After a near miss with a corrupt array I stopped trusting backups I had never restored, and started running monthly test restores.

A server rack in a home lab

For years I had backups in the way most people have a smoke alarm with a flat battery. They existed. They were green in the dashboard. I had never once restored from them, which means I did not have backups, I had a feeling.

The wake-up call was a degraded array and a tense afternoon spent reading restic documentation I should have read while calm. The data came back, but only after I discovered one of my repos had been silently failing its prune for weeks because the cron job's environment was missing a password file. Green dashboard, broken backup. Classic.
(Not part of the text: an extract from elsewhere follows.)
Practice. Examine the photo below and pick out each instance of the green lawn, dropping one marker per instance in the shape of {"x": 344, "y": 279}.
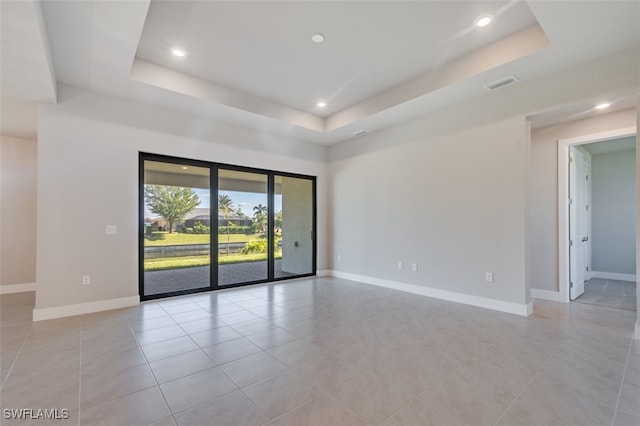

So now the rule is boring and absolute: a backup I have not restored is not a backup. Once a month I pick a random snapshot and pull it into a scratch directory, diff a handful of files, and check restic check --read-data-subset on a slice of the pack files. It takes ten minutes and it has caught two problems since I started.

The other change was making the test loud. A successful restore pings a healthcheck; a missed run sends me a nudge. The failure mode I care about is silence, the job that quietly stopped running and told no one. Backups are easy. Restores are the actual product, and you only find out which kind you have on the worst day.